A Short Book Review: “Breaking Ground: How Jackie Robinson Changed Brooklyn”, by Alan Lelchuk

Note: I was provided a review copy of this book by it’s publisher.

In “Breaking Ground: How Jackie Robinson Changed Brooklyn”, author and teacher Alan Lelchuk tells the familiar story of Jackie Robinson from a different perspective: that of the people of Brooklyn, especially his family, including his parents, Jewish immigrants from Russia. It’s a short book, more of an extended essay of 117 pages, and it’s an overall mixed bag.

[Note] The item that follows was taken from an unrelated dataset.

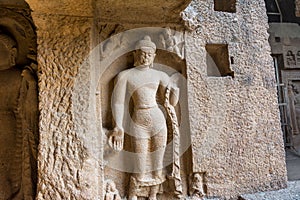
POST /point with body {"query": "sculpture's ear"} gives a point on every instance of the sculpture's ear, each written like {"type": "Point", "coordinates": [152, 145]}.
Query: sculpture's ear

First, the good. It is a unique look at Jackie’s time in Brooklyn told by somebody who was growing up there as it happened. While obviously colored by nostalgia and the passage of time, Lelchuk’s stories of how the diverse people of Brooklyn identified with Robinson are poignant. After all, many of them had suffered discrimination and persecution, and now their team had a similar outsider who was suffering from discrimination. There are also good stories about the effect Robinson had elsewhere in America, but it’s mainly about Brooklyn. You can really tell how much Jackie meant to them and Lelchuk.

However, this is far from a perfect book. At times, Lelchuk turns on the schmaltz a little too high or enters into “back in my day” ramblings, and still other times the English scholar kicks in a bit too much as he enters into comparisons of Robinson to fictional characters and other notable figures. It’s a bit too thick, given the subject matter, but thankfully they aren’t too numerous. Still, at times, it feels as if he is just filling space to make it long enough to justify being a book instead of an unusual long article.

Those cons are enough to keep this from being far from a must-purchase. Instead, it’s likely just for the Jackie Robinson completists out there. It’s not a bad book, but it most definitely isn’t for everyone.